Alternative design for final_suspend that eliminates undefined behaviour of exceptions propagating out of the coroutine internals

lewissbaker commented 6 years ago

The current specification of the coroutines TS (N4680) defines the semantics of the coroutine as follows:

{
  P promise;
  co_await p.initial_suspend();
  try {
    <body>
  } catch (...) {
    p.unhandled_exception();
  }
  co_await p.final_suspend();
}

As described in #17, this definition leads to some potential undefined-behaviour if any of the co_await p.initial_suspend(), co_await p.final_suspend() or p.unhandled_exception() statements throw an unhandled exception.

The current wording states that the coroutine frame is automatically destroyed if the execution of the coroutine runs to completion (ie. hits the closing curly brace above). However, it's unclear what the semantics should be were an exception to propagate out of the coroutine.

What if, instead, we defined the coroutine to have the following semantics:

void run(coroutine_handle<promise_type> h)
{
  promise_type& p = h.promise();
  try {
    co_await p.initial_suspend();
    {
      <body>
    }
final_suspend: // goto target for co_return statement
    <final-suspend-point>
  }
  catch (...) {
    <final-suspend-point>
    p.unhandled_exception();
  }
  if constexpr (std::is_void_v<decltype(p.final_suspend())>) {
    // Could be optionally optimised to a tail-call.
    p.final_suspend();
  } else {
    // Guaranteed tail-call to .resume()
    p.final_suspend().resume();
  }
}

Points of interest here:

(1) There is no more implicit destruction of the coroutine frame when execution runs to completion. The library code/promise_type author must explicitly call coroutine_handle::destroy() to destroy the coroutine. This puts more burden on the library author to remember to call .destroy() in some cases, but is also a much simpler rule than having to consider whether or not the coroutine suspended at the final_suspend-point.

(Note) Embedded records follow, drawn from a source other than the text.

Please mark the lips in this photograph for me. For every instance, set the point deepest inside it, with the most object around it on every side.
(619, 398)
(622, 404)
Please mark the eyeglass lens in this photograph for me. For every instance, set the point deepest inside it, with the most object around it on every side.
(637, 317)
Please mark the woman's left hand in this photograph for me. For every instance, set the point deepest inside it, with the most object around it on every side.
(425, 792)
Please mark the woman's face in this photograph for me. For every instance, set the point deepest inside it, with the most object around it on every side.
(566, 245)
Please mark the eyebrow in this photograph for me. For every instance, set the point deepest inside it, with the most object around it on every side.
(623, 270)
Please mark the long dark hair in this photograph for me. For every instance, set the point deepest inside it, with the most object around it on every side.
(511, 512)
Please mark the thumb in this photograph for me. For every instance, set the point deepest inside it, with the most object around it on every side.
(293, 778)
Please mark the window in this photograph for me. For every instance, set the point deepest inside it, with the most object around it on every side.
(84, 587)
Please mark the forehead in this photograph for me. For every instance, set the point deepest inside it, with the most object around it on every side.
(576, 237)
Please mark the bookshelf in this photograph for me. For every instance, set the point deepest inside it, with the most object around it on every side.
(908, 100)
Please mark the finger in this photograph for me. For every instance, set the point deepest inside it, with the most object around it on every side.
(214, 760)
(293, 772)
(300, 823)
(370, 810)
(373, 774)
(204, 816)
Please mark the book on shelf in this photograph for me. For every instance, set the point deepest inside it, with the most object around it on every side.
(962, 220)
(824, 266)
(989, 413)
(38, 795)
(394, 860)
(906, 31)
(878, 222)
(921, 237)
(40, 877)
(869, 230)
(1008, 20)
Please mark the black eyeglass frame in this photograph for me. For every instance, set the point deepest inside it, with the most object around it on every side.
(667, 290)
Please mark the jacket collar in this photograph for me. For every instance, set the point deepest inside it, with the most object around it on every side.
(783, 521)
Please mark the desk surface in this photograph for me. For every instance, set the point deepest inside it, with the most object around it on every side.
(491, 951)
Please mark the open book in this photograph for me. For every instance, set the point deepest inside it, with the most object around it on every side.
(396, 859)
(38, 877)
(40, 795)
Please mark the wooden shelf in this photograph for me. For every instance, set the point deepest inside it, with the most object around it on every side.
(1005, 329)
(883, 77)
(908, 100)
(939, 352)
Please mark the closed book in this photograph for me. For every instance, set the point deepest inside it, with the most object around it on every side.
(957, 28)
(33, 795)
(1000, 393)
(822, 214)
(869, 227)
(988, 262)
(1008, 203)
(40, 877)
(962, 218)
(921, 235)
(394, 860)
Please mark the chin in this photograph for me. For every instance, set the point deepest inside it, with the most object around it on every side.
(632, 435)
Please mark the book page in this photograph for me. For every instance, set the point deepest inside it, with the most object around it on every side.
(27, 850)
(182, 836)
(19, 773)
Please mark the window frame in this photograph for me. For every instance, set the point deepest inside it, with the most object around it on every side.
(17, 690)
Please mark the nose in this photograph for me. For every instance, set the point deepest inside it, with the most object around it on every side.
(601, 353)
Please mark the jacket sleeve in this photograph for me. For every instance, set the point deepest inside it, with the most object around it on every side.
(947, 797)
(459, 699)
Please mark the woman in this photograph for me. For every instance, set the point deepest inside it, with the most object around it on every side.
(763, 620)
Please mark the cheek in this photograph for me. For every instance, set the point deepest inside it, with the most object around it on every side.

Another potential side-effect of forcing an explicit call to .destroy() on the coroutine handle is that it encourages usage patterns that allow the compiler to more easily deduce that coroutine frame heap allocations can be elided since the lifetime of the coroutine frame is always explicitly ended by a call to .destroy() on its handle.

One concern raised by @GorNishanov was that it could make it more difficult to write fire-and-forget coroutines that destroy themselves on completion, or to write coroutines that complete synchronously like regular functions (eg. like the std::optional monad example from @toby-allsopp).

This should still be fine, however, since we can just make a call to coroutine_handle<promise_type>::from_promise(*this).destroy() within the promise_type::final_suspend() method, or alternatively from within the destructor of an RAII object returned from get_return_object().

(2) The coroutine is now considered suspended at the final suspend point (ie. coroutine_handle::done() returns true) before the p.unhandled_exception() method is called. This allows implementations of p.unhandled_exception() to rethrow the exception and have that exception propagate out of the call to coroutine_handle::resume() while still allowing the caller to subsequently call .destroy() on the coroutine handle even if execution never reaches the call to p.final_suspend().

This greatly simplifies the implementation of generator-like classes and also allows more efficient implementations as the implementation no longer needs to capture the exception as a std::exception_ptr and later rethrow it.

eg.

template<typename T>
struct generator
{
  struct promise_type
  {
    generator<T> get_return_object() { return { *this }; }
    std::experimental::suspend_always initial_suspend() { return{}; }
    std::experimental::suspend_always yield_value(T& value)
    {
      m_value = std::addressof(value);
      return {};
    }
    std::experimental::suspend_always yield_value(T&& value) { return yield_value(value); }
    void return_void() {}
    void unhandled_exception() { throw; }
    void final_suspend() {}
    T* m_value;
  };
  using handle_t = std::experimental::coroutine_handle<promise_type>;
  struct sentinel {};
  struct iterator
  {
    iterator(handle_t h) : m_handle(h) {}
    T* operator->() { return m_handle.promise().m_value; }
    T& operator*() { return *m_handle.promise().m_value; }
    iterator& operator++() { m_handle.resume(); return *this; }
    bool operator==(sentinel) const noexcept { return m_handle.done(); }
    bool operator!=(sentinel s) const noexcept { return !operator==(s); }
  };
  generator(promise_type& p) : m_handle(handle_t::from_promise(p)) {}
  generator(generator&& g) : m_handle(std::exchange(g.m_handle, {})) {}
  ~generator() { if (m_handle) m_handle.destroy(); }
  iterator begin() { m_handle.resume(); return { m_handle }; }
  sentinel end() { return {}; }
}

(3) This potentially allows well-defined behaviour for the case where the unhandled_exception() method is not present on the promise_type. If the unhandled_exception method is not present then we could simply define it as equivalent to having an unhandled_exception() method that contained a single throw; statement.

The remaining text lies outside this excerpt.